I will try to avoid reading complete projections to g to test the speed and I will report the result soon.

winguphehe commented 1 week ago

well, I have tried to use chunkated reconstruction. The reconstruction time reduces at about 200 seconds when the volume is 1000 1000 1000. Numchunks = 64, reconstruction time 857s; 32, 831s; 16, 821s; 8, 1044s. Image load time is about 260~280s. I have implemented a multi-thread approach to perform reading and gpu processing independently. I have 2-3 thread to read data from file and 1 thread to perform gpu reconstruction. The overall time reduces to 680s, reading time is included. The multiple threaded approach reaches a bottle neck of data reading from file when chunksize is small. Maybe all the tiff files stored along row is a better choice for fast reading. For example, the first row of every projections is stored as one tiff file, and so on.

kylechampley commented 1 week ago

The numbers you post do not make sense; they are very, very slow. Are you sure, LEAP is using the GPUs? These reconstruction times look more like how long it would take using CPU processing. A 1000^3 reconstruction should only take a few seconds. Could you run the d99_speedTest.py and send me the reconstruction times?

If you send me your reconstruction script, I can take a look. You can also see what GPUs LEAP can see by running the leapct.print_parameters() function.

My computer is very old; it has two 1080 GPUs and the 1024^3 FBP reconstruction takes about 7-8 seconds.

winguphehe commented 1 week ago

the input is relatively large, 2048 3072 3072 images, and the output is 1000 1000 1000. 128GB memory and 3090 with 24GB GPU memory. The code is simple, just initialize the cone beam geometry and set the volume size and call FBP function.

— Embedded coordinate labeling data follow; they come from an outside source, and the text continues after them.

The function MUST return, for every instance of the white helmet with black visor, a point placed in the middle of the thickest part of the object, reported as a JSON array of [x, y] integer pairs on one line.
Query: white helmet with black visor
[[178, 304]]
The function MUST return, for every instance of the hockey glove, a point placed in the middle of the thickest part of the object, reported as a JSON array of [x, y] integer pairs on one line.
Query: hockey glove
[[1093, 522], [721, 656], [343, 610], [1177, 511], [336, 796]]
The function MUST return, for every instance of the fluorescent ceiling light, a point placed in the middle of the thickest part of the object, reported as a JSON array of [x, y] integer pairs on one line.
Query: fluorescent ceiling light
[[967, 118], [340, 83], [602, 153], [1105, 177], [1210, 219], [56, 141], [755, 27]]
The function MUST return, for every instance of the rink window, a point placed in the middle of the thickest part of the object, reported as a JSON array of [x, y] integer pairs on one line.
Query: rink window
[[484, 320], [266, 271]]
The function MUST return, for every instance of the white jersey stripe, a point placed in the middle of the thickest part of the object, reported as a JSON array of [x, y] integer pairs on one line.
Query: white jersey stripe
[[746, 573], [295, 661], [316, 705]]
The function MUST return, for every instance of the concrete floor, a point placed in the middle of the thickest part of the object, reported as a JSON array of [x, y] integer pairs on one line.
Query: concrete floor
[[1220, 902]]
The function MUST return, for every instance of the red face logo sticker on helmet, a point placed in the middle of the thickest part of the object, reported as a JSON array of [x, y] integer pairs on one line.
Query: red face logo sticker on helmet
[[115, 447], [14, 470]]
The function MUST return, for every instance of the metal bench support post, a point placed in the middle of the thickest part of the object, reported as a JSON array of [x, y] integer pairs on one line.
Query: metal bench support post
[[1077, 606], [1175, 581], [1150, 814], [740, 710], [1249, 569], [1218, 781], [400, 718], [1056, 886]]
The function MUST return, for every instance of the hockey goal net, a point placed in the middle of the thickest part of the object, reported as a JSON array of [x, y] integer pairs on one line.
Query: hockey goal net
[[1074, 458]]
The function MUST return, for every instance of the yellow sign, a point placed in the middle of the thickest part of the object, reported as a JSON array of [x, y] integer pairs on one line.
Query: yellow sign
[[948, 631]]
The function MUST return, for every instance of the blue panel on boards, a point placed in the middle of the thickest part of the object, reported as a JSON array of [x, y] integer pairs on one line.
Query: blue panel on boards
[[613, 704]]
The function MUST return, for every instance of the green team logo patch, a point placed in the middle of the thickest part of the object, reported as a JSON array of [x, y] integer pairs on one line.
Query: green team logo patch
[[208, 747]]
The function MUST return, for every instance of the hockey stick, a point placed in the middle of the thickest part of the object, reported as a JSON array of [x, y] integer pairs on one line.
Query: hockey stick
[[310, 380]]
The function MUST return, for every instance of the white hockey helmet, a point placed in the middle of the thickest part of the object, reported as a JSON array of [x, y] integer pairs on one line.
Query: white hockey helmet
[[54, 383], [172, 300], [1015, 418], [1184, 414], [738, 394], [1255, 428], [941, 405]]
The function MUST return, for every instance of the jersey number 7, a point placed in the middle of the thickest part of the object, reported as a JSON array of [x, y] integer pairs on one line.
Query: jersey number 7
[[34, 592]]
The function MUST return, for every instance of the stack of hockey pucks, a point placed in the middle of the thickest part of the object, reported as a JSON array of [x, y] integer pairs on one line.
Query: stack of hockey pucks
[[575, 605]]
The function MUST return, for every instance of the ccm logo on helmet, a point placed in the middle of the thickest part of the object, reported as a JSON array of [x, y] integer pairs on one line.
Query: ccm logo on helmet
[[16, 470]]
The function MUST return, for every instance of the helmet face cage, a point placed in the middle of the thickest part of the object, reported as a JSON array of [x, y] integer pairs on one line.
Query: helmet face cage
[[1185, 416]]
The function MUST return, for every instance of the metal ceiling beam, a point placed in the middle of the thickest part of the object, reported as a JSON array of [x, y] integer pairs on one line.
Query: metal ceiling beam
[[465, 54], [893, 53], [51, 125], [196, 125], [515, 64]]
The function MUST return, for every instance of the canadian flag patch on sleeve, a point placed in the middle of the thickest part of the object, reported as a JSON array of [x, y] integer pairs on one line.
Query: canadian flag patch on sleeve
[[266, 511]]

winguphehe commented 1 week ago

======== CT Cone-Beam Geometry ======== number of angles: 2048 number of detector elements (rows, cols): 3072 x 3072 angular range: -360.000000 degrees detector pixel size: 0.139000 mm x 0.139000 mm center detector pixel: 1535.500000, 1535.500000 sod = 200.000000 mm sdd = 1200.000000 mm tau = -0.137000 mm

======== CT Volume ======== number of voxels (x, y, z): 1024 x 1024 x 1024 voxel size: 0.069500 mm x 0.069500 mm x 0.069500 mm FOV: [-35.583998, 35.583998] x [-35.583998, 35.583998] x [-35.583998, 35.583998]

======== Processing Settings ======== GPU processing on device 0 GPU with least amount of memory: 22.768555 GB

winguphehe commented 1 week ago

I have run the d99_speedTest.py in my computer and it consumes only 7 seconds on reconstruction, and the GPU is obviously working.

kylechampley commented 1 week ago

I see in the script you send me that you have this line:

leapct.set_conebeam(numAngles, numRows, numCols, pixelSize, pixelSize, centerRow, centerRow, leapct.setAngleArray(numAngles, -360.0 if clockwise else 360 ), sod, sdd, tau)

I see here that you have centerRow listed twice. The second of these should be centerCol. Could this type be the reason for your issue?

hws203 commented 1 week ago

I think that storage order of every row might not save time, because the total saving quantity of data is same and the access time of drive is same too. how about using ReadFromFileAsync() with overlapped option?

winguphehe commented 5 days ago

@kylechampley the centerRow and centerCol are both set at the center , and so centerCol == centerRow actually. This is not the issue. While, I have already found the issue. It is all because of the memory shortage. Even though the chunkated reconstruction, still need to consumes a lot of memory. I have made a multithreaded approach to solve the problem and I am able to reach a speed similar to the commercial software. The reconstruction consumes only 25 minutes, which is similar with VG.

kylechampley commented 3 days ago

That's greats news! I only mentioned the centerRow issue because you said that centerRow did not work. I was trying to find areas where a typo was made.

Recently, I automated the chunk size in the LEAP-UI-GUI. The user specifies how much memory LEAP is allowed to use and then it sets the chunk size, so that it won't use too much memory. This can be done through the leapctserver class or through the GUI. Currently this repo lacks documentation, but I'll be adding that soon.